Allison referiu — enganando-se ligeiramente — que esteve, juntamente com Nash, em 2005 no AngraJazz com o Herbie Nichols Project (foi em 2004, na verdade, como confirmado por um dos colegas veteranos nestas andanças) ao lado do já desaparecido pianista Frank Kimbrough. E isto antes de apresentar um dos inéditos recuperados dos arquivos do grande pianista Nichols, que deixou obra escrita e nunca antes gravada. Um privilégio, portanto, poder escutar “She Insists”, composição de 1957 que nas mãos do trio se torna matéria de eternidade.

Esta missão assumida por Allison e restantes companheiros de continuar a tocar a música de Nichols é de nobreza absoluta e de importância desmedida, deixando claro que a música pode sempre desprender-se de um tempo e chegar ao futuro. Foi bem bonito.

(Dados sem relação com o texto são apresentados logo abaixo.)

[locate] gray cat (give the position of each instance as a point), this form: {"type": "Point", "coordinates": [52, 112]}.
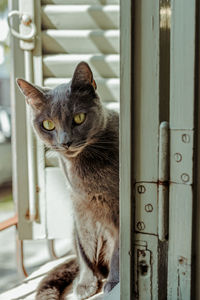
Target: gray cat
{"type": "Point", "coordinates": [72, 120]}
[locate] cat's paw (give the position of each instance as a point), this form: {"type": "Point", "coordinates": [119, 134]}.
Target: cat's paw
{"type": "Point", "coordinates": [86, 289]}
{"type": "Point", "coordinates": [109, 286]}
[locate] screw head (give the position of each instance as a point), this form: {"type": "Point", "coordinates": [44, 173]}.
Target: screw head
{"type": "Point", "coordinates": [185, 138]}
{"type": "Point", "coordinates": [140, 225]}
{"type": "Point", "coordinates": [148, 207]}
{"type": "Point", "coordinates": [141, 189]}
{"type": "Point", "coordinates": [185, 177]}
{"type": "Point", "coordinates": [26, 20]}
{"type": "Point", "coordinates": [178, 157]}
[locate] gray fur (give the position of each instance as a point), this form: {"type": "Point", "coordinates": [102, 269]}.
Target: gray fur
{"type": "Point", "coordinates": [89, 156]}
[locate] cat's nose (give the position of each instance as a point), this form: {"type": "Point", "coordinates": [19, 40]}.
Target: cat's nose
{"type": "Point", "coordinates": [67, 145]}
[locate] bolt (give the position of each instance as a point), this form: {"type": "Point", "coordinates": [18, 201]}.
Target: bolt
{"type": "Point", "coordinates": [26, 20]}
{"type": "Point", "coordinates": [141, 189]}
{"type": "Point", "coordinates": [149, 207]}
{"type": "Point", "coordinates": [185, 138]}
{"type": "Point", "coordinates": [140, 225]}
{"type": "Point", "coordinates": [178, 157]}
{"type": "Point", "coordinates": [185, 177]}
{"type": "Point", "coordinates": [143, 267]}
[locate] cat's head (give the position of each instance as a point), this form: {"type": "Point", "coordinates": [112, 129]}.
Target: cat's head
{"type": "Point", "coordinates": [68, 117]}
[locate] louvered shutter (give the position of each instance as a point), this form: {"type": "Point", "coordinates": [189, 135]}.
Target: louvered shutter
{"type": "Point", "coordinates": [67, 32]}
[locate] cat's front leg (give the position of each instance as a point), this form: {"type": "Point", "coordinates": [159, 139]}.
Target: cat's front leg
{"type": "Point", "coordinates": [86, 285]}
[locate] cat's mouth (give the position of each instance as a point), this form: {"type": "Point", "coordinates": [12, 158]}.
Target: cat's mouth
{"type": "Point", "coordinates": [71, 151]}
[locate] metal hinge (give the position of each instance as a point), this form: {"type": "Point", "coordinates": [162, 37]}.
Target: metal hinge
{"type": "Point", "coordinates": [152, 198]}
{"type": "Point", "coordinates": [151, 214]}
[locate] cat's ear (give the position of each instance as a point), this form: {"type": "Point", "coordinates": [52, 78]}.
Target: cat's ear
{"type": "Point", "coordinates": [33, 95]}
{"type": "Point", "coordinates": [83, 75]}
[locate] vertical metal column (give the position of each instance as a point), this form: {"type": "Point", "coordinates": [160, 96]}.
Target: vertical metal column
{"type": "Point", "coordinates": [27, 9]}
{"type": "Point", "coordinates": [181, 193]}
{"type": "Point", "coordinates": [126, 151]}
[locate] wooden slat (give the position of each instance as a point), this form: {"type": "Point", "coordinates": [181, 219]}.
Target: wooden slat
{"type": "Point", "coordinates": [107, 89]}
{"type": "Point", "coordinates": [80, 17]}
{"type": "Point", "coordinates": [80, 2]}
{"type": "Point", "coordinates": [91, 41]}
{"type": "Point", "coordinates": [106, 66]}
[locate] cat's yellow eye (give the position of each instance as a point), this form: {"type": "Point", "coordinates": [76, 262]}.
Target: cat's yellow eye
{"type": "Point", "coordinates": [79, 118]}
{"type": "Point", "coordinates": [48, 125]}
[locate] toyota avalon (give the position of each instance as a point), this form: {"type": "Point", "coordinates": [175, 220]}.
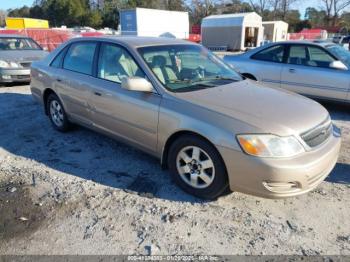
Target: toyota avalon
{"type": "Point", "coordinates": [213, 129]}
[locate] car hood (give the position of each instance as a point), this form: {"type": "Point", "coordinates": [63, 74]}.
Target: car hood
{"type": "Point", "coordinates": [22, 55]}
{"type": "Point", "coordinates": [272, 110]}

A segunda actuação da noite coube ao Coreto, o dodecágono da portuense Porta-Jazz que tem no saxofonista alto e flautista João Pedro Brandão o seu timoneiro. Com José Pedro Coelho e Hugo Ciríaco em saxofones tenores, Rui Teixeira em barítono, Ricardo Formoso e João Pedro Dias nos trompetes, Daniel Dias e Andreia Santos nos trombones, AP na guitarra, Hugo Raro no piano, José Carlos Barbosa no contrabaixo e José Marrucho na bateria, este Coreto é múltiplo e uno em simultâneo, uma entidade que domina a ebulição e a contenção em igual medida e que ao vivo vibra numa frequência muito particular.

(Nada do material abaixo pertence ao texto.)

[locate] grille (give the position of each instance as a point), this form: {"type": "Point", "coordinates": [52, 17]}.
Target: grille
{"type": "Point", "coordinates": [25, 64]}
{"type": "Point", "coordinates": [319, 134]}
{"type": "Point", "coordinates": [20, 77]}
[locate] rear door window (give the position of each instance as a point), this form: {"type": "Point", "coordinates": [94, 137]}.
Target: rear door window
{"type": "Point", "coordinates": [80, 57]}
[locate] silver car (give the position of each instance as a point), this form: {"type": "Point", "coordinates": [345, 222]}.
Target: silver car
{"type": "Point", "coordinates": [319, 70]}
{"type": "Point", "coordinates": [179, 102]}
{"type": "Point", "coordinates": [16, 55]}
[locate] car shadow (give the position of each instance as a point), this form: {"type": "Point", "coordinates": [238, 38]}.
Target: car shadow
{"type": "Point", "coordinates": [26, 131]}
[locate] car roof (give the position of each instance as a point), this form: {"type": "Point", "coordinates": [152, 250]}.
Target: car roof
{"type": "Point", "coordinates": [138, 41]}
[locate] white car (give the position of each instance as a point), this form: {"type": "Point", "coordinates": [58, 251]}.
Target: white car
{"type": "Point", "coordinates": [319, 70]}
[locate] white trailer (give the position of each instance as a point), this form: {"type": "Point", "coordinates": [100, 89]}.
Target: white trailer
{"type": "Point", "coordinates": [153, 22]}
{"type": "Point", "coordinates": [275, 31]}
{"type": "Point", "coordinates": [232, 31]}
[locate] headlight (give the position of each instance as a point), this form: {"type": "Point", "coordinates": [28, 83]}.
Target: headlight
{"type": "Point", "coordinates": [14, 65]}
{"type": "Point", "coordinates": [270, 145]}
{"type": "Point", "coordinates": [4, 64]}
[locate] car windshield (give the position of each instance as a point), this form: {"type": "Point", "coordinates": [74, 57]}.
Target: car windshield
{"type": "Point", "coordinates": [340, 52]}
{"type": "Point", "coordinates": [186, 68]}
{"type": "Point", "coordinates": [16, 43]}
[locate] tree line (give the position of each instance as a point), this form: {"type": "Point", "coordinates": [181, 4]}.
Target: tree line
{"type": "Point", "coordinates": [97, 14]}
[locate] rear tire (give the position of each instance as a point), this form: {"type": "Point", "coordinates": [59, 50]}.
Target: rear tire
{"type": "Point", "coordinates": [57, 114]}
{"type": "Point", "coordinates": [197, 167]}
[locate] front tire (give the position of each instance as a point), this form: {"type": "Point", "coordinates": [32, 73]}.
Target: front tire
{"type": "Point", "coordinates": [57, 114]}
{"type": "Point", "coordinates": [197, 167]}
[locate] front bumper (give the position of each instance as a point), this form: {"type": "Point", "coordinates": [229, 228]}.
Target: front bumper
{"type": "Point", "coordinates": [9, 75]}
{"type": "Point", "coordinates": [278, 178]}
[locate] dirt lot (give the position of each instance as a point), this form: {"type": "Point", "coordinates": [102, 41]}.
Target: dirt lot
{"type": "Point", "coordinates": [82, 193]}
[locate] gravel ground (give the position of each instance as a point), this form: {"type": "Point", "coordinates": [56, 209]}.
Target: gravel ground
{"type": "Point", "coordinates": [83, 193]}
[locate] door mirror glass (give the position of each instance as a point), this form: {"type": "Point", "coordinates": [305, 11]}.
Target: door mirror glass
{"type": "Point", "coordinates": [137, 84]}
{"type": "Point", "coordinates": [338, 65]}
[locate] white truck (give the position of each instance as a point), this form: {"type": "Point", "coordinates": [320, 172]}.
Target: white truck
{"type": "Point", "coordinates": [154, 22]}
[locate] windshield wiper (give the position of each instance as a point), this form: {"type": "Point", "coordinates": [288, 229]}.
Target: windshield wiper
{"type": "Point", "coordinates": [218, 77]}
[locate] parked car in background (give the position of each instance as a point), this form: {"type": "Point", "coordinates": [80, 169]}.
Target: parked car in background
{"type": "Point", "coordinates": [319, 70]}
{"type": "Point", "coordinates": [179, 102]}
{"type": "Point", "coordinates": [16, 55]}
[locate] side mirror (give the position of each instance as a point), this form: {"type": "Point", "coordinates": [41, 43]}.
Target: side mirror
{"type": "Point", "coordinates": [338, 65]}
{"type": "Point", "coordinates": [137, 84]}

A Tribo, trabalho exímio que a Carimbo Porta-Jazz editou em 2021, foi a peça apresentada. A composição de Brandão explora de forma muito inteligente a tensão entre a organização e a liberdade, entre o que se define previamente e o que se pode inventar no momento, mas o Coreto já domina de tal forma a gestão dessa tensão que é difícil entender onde acabam as instruções claras impressas na pauta e onde começa a personalidade de cada um dos belíssimos músicos ali reunidos a criar em cima das molduras definidas. Em 2022, este Heart Ensemble of Invicta, como então nos referimos ao Coreto aquando da sua apresentação no âmbito do festival organizado anualmente pela Associação Porta-Jazz, inspirou estas linhas: “O Coreto é uma entidade especial, maleável, tão capaz de swingar de forma coesa como de se espraiar em mais abstractas orquestrações, de soar romântico ou cinematicamente tenso, de ir de Hollywood à Cinecittà enquanto o diabo esfrega um olho. Essa elasticidade, muito assente nos imaginativos arranjos que fazem uso de toda a amplitude cromática do grupo e das muito pronunciadas capacidades técnicas e interpretativas de todos os seus elementos, transforma cada concerto do Coreto em manifestação celebratória do prazer de fruir o acto criativo, da amizade, da simples possibilidade de vibrar colectivamente”. Palavras que continuam, claramente, a fazer pleno sentido. 

Música de rigor e de imaginção ampla, est’A Tribo ressoou, uma vez mais, com magnífica energia nesta ilha atlântica aberta ao mundo, à história, ao presente e até ao futuro. Porque de cada vez que um músico improvisa ele inventa um novo futuro.